Los ciudadanos han pagado durante doce años un yate que les ha sido arrebatado. Una de las patrañas más cacareadas por los empresarios que se han apropiado del Fortuna ajeno apunta a que seleccionarán con tiento al nuevo comprador. Deberá ser un multimillonario de conducta intachable, a la altura prácticamente celestial de los anteriores usuarios del yate. O sea, un Iñaki Urdangarin. Es tan fácil desmontar este argumento que casi da pereza abordarlo. En primer lugar, hoy no sobran compradores para ningún objeto, y menos si se trata de la embarcación que rechazó un rey cuando se le quedó anticuada.
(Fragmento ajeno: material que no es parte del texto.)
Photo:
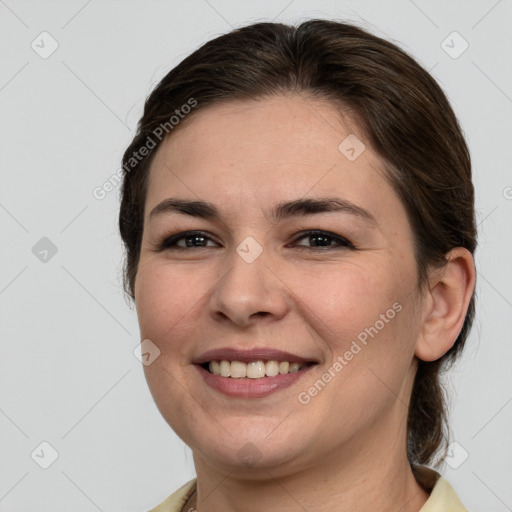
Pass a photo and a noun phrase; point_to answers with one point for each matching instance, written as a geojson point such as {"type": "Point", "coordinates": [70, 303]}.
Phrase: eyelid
{"type": "Point", "coordinates": [342, 242]}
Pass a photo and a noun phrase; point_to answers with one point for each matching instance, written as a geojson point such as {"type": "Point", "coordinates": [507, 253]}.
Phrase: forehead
{"type": "Point", "coordinates": [255, 153]}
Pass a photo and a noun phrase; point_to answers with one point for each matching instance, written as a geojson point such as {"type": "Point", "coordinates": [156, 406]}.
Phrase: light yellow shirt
{"type": "Point", "coordinates": [442, 497]}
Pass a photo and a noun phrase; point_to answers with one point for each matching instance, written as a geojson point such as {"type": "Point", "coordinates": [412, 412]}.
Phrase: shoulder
{"type": "Point", "coordinates": [175, 502]}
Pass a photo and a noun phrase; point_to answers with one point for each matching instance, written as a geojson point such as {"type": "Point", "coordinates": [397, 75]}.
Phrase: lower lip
{"type": "Point", "coordinates": [250, 388]}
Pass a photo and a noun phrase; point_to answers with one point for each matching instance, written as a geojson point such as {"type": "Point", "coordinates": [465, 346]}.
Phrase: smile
{"type": "Point", "coordinates": [252, 370]}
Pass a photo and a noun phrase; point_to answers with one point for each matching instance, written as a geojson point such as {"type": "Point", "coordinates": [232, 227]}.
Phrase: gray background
{"type": "Point", "coordinates": [68, 376]}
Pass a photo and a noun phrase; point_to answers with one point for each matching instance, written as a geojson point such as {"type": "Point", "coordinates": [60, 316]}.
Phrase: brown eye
{"type": "Point", "coordinates": [189, 239]}
{"type": "Point", "coordinates": [323, 239]}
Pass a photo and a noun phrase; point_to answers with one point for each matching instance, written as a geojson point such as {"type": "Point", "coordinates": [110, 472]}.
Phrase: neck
{"type": "Point", "coordinates": [373, 474]}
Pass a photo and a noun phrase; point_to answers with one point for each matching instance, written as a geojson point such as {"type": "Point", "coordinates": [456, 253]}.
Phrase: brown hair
{"type": "Point", "coordinates": [401, 109]}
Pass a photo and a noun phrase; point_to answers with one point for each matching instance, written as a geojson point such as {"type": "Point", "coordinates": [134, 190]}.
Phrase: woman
{"type": "Point", "coordinates": [297, 210]}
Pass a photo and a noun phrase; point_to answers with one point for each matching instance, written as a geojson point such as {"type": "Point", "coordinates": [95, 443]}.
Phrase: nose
{"type": "Point", "coordinates": [248, 291]}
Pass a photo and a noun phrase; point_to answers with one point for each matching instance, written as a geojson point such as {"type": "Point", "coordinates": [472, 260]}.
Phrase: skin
{"type": "Point", "coordinates": [346, 448]}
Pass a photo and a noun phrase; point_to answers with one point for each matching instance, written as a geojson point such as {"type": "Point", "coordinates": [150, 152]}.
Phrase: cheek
{"type": "Point", "coordinates": [168, 298]}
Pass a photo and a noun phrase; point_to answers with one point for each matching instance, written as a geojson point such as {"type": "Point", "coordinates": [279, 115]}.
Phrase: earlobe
{"type": "Point", "coordinates": [449, 294]}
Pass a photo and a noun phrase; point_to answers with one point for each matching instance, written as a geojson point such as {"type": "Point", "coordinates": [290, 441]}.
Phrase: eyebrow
{"type": "Point", "coordinates": [298, 207]}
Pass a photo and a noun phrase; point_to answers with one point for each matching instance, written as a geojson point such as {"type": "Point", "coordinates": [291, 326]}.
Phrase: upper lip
{"type": "Point", "coordinates": [248, 355]}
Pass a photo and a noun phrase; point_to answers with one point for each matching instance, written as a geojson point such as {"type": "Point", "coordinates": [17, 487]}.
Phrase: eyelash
{"type": "Point", "coordinates": [343, 243]}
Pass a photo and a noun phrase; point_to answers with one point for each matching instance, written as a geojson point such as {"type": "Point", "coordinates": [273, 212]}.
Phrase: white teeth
{"type": "Point", "coordinates": [238, 370]}
{"type": "Point", "coordinates": [283, 367]}
{"type": "Point", "coordinates": [272, 368]}
{"type": "Point", "coordinates": [294, 367]}
{"type": "Point", "coordinates": [225, 368]}
{"type": "Point", "coordinates": [254, 369]}
{"type": "Point", "coordinates": [215, 367]}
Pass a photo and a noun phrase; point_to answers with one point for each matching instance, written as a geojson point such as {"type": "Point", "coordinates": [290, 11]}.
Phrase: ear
{"type": "Point", "coordinates": [445, 304]}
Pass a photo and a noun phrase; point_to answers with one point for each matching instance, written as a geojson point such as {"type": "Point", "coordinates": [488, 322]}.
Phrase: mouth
{"type": "Point", "coordinates": [253, 369]}
{"type": "Point", "coordinates": [251, 373]}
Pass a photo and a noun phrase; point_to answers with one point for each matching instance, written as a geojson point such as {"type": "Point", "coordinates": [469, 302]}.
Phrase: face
{"type": "Point", "coordinates": [302, 254]}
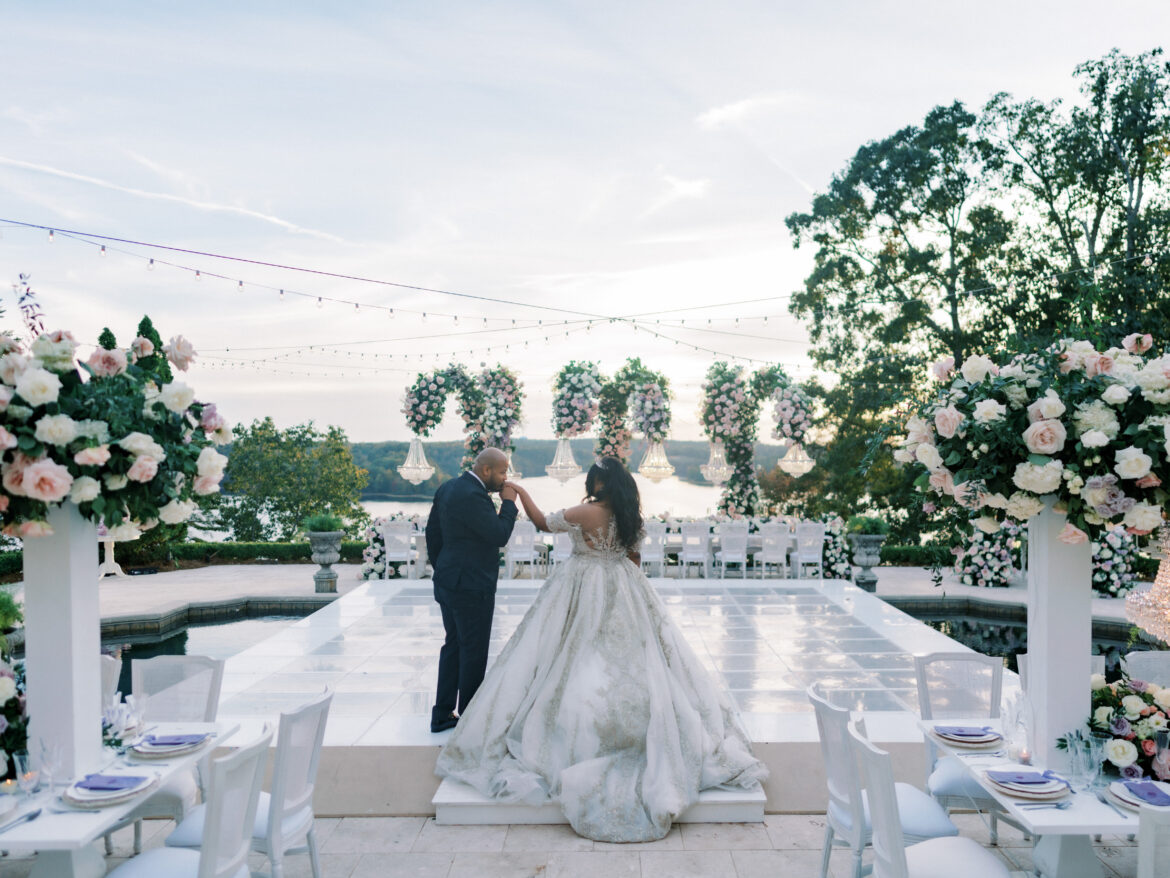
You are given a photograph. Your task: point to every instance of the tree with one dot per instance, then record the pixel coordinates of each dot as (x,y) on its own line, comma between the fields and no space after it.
(276,478)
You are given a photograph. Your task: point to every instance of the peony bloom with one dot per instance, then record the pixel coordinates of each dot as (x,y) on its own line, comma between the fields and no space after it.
(1131,462)
(107,363)
(47,481)
(38,386)
(1137,342)
(93,457)
(144,468)
(179,351)
(1045,437)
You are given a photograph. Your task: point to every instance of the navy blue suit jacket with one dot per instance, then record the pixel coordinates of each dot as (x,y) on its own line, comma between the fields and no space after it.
(465,534)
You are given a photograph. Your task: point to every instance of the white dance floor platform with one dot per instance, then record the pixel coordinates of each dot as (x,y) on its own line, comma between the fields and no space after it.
(765,639)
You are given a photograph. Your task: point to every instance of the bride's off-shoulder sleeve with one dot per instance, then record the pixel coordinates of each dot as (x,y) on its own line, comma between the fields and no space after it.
(556,522)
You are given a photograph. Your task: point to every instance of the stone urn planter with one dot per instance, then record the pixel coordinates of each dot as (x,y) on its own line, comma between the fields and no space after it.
(327,550)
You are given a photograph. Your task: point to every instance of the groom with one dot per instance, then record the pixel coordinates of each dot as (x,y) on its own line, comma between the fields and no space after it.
(465,534)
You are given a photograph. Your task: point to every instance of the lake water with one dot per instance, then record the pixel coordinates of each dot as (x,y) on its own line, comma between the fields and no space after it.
(669,495)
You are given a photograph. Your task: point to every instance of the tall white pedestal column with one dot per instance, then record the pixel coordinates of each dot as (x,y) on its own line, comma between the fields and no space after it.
(1059,644)
(62,626)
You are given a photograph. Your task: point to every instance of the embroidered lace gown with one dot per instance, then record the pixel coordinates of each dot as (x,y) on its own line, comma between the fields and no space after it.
(597,702)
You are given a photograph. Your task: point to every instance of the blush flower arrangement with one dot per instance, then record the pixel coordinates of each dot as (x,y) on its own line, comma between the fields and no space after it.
(116,434)
(1089,427)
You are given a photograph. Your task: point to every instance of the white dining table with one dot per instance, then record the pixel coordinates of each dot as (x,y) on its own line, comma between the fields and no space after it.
(63,838)
(1061,837)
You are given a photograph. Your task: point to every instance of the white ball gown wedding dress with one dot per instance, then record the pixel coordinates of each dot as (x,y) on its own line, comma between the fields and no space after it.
(598,702)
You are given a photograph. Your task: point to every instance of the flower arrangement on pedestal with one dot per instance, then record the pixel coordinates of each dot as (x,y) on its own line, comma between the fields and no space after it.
(1131,712)
(116,436)
(1091,427)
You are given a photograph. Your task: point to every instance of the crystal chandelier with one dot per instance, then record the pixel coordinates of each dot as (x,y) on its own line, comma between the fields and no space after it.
(716,468)
(415,470)
(796,462)
(563,466)
(1150,610)
(654,465)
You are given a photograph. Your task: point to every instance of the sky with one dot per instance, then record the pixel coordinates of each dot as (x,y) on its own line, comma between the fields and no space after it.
(538,167)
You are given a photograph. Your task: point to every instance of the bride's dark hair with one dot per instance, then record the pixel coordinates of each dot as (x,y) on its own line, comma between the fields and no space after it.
(619,489)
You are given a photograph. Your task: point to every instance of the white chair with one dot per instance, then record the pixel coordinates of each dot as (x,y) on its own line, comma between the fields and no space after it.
(521,548)
(1096,666)
(965,685)
(178,688)
(1148,665)
(847,820)
(654,547)
(696,546)
(562,548)
(232,797)
(810,547)
(954,857)
(733,548)
(397,537)
(775,540)
(283,818)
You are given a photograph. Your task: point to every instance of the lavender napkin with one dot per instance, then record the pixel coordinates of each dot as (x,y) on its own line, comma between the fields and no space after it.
(1148,793)
(109,782)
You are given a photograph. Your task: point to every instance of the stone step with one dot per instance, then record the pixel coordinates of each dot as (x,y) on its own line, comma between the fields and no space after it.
(458,804)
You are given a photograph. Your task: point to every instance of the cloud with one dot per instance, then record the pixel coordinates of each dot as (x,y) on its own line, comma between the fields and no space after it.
(165,197)
(736,112)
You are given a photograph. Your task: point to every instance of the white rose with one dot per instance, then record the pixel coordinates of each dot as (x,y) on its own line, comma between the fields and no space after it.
(1094,439)
(1121,752)
(56,430)
(84,488)
(177,396)
(1133,462)
(1039,479)
(210,462)
(975,369)
(1021,506)
(139,444)
(1133,706)
(1115,395)
(38,386)
(176,512)
(1143,516)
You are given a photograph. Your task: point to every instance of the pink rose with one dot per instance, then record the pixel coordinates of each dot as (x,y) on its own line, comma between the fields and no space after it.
(1137,342)
(1045,437)
(93,457)
(47,481)
(947,422)
(107,363)
(35,528)
(144,468)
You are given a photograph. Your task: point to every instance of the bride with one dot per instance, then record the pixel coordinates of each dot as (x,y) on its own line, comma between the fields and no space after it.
(597,701)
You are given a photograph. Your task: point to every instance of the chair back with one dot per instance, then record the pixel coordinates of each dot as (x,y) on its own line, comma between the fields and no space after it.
(810,540)
(111,672)
(775,539)
(179,688)
(397,537)
(232,797)
(1153,842)
(840,767)
(523,539)
(562,546)
(295,768)
(887,839)
(1148,665)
En segundo y más importante lugar, imaginemos que el barco sea adquirido por un magnate de comunión diaria. Quién le impedirá vender al día siguiente a un mafioso ruso, destinatario natural del Fórmula 1 de los mares.

Isabel II de Inglaterra renunció al yate real Britannia mucho antes que su colega español. Como el Reino Unido es un país primitivo, a nadie se le ocurrió que la retirada de la embarcación sirviera para enriquecer a los ricos. Por eso, sus tres mástiles están permanentemente amarrados en Edimburgo, donde puede ser visitado como atracción turística.

El desenlace del Britannia es incomprensible para empresarios y políticos que sólo conciben la vida pública como un trampolín para sus ingresos privados. Se lo han llevado todo, no nos dejan ni el yate. Es la conclusión del primer veraneo sin embarcación de lujo de la Familia Real, o de lo que queda de ella. Las actividades futuras del Fortuna pueden conducirlo a las páginas de sucesos, prepare su titular.